Foi para casa e sentou no sofá. Tentou não fazer nada e não fez por um bom tempo, talvez uma hora na eternidade, sem pensar, só às vezes lembrando de fatos e pessoas que não sentiria falta. Pouco tempo depois, de súbito, levantou, foi até a cozinha e começou a lavar a louça. Queria a casa limpa quando todos descobrissem sua morte. E assim foi, depois da louça decidiu passar sua última tarde fazendo faxina. Varreu a casa, limpou banheiro, jogou papéis velhos fora e até esfregou azulejos que tanto custava fazer enquanto queria viver.
Enfim, terminou e, de novo no sofá, percebeu que começava a escurecer. Eis a hora. Sentiu nesses últimos instantes de vida que podia fazer qualquer coisa e percebeu que gostaria de um último contato humano.
Pegou o telefone, olhou para ele e discou um número qualquer. Chamava. Deu alguns toques, mais alguns e ninguém atendeu. Aquilo frustrou-a profundamente, afinal de contas assim é a vida: “sempre que dependemos dos outros, algo dá errado.”
Não se conteve, tinha raiva e abriu uma cerveja. Bebia devagar para tentar apreciar e dois copos depois se acalmou. Bebeu outra só para confirmar a volta da alegria. O telefone tocou. Sorriu, afinal, atenderia uma última ligação.

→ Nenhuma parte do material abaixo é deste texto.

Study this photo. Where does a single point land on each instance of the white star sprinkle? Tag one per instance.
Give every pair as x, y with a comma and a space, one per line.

Pegou os remédios da despedida, colocou-os ao lado do telefone e atendeu:
Alô? Não, não é daqui, não, não tenho nenhum filho. José? Não conheço, desculpe, é engano, não chore, senhor, é engano. Onde o senhor está? Não chore, por favor, mas não é daqui não, deve ser um número antigo...
Estava perplexa. Não conseguia largar o telefone que repetia aquele sonoro tutututu. Quem era José? E que sofrimento era aquele que vivia? Como pode alguém viver sofrendo assim? Estava tão feliz com essa despedida sua e agora tudo parecia ruir. Como poderia morrer agora por conta de uma aula de filosofia quando um José, aparentemente com idade, ligava para sua mãe e lhe queria tanto e chorava e sofria?
A moça aquele dia não fez mais nada. Não se matou. Uma vida estava salva no reino dos céus e demoraria a chegar naquela aparentemente falsa eternidade. Mas não chegou a pensar nem por um momento que, naquela hora, alguém morria e esse alguém se chamava José.
E José morreu, sem saber que, no último instante, salvara uma vida.